Soba, at its simple best (เครดิตรูปภาพ: Cliff Bernstein)

Niseko's Rakuichi

Best soba in Japan

Noodles are an obsession in Japan often missed as trade warriors and farmers battle over that other source of carbohydrates, rice. However, where rice is given as a universal throughout Japan, or at least draws its lines at the prefectural level, every other town appears to be touting some noodle or another that it is famous for. But while debates ramble on the relative merits of rotund udon versus flat, sticky kishimen or angel-hair like soumen, the refined buckwheat soba hovers above the fray.

Sophisticated palates are unforgiving of soba which is over or undercooked and does not achieve just the right level of al dente, and the delicate nature of the noodle itself, at best presented naked on a bamboo seiro mat, does not tolerate mishandling that might be camouflaged for lesser noodles doused in thick broths or curries.

To taste soba at its very best, one needs to visit the unassuming 12-seat restaurant Rakuichi (楽一) at the base of the access road to the Annupuri Kokusai Ski Area in Niseko. Soba master Rai-san and his charming wife Midori operate this establishment with all the subtle elegance that the delicate cuisine requires to enhance its taste. What makes the Rakuichi soba stand out above the rest?

Taste. Soba is a product of the northern regions, so Rakuichi is getting its buckwheat flour near to home unprocessed for preservation. Add to that the only other key ingredient, water, from a spring in a region famous for the quality of H2O filtered through the heavily snowed volcanic peaks of Mt. Yotei and the Niseko range, and you have the perfect combination to produce an ideal meal.

Freshness. Your noodles will be made before your eyes and watching Rai-san perform the work of a master craftsman is part of the experience. Shortly before your soba is to be served, Rai-san will shape a grey ball of buckwheat dough in a massive stone bowl and pound it with his hands into a perfect disc. He will then move the disc to an immaculate counter where he will apply a wooden roller, folding over and over until all the air is pushed out while adding dashes of flour to achieve the ideal consistency as the disc flattens into a broad rectangle. Finally, he will take a large, specifically designed cleaver to cut the folded rectangle into long noodles, to be dropped into boiling water for a short 3-minutes and then arrested with ice cold water prior to being assembled on the seiro for presentation.

Atmosphere. Rakuichi is elegant in its simplicity. Rai-san hand built the restaurant himself with local lumber and the wabi-sabi essence as you pass over a suspended walkway to the cabin-like dining area is garnished by the elegant kimono that Rai-san and Midori-san don while serving.
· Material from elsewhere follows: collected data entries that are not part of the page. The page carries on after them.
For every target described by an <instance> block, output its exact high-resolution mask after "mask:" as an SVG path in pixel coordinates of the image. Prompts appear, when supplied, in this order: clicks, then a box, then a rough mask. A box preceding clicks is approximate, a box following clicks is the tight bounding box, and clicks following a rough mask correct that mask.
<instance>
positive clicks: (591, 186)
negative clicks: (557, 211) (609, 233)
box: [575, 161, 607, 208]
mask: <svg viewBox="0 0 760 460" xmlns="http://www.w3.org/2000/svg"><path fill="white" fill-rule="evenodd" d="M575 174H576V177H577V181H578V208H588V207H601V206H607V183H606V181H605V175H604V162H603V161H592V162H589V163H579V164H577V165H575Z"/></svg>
Price. Given the level of the cuisine, reverse sticker shock might occur when a simple soba-and-tempura lunch is followed by a bill of only ¥1,300 and a magnificent 7-dish kaiseki course (evening only, by reservation) tops out at only ¥5,000, about a quarter of what a similar meal might cost in Tokyo.

Rakuichi does not accept credit cards, so carry cash with you, and since the ingredients for their kaiseki dinners are sourced fresh daily, no cancelations are accepted within 24-hours.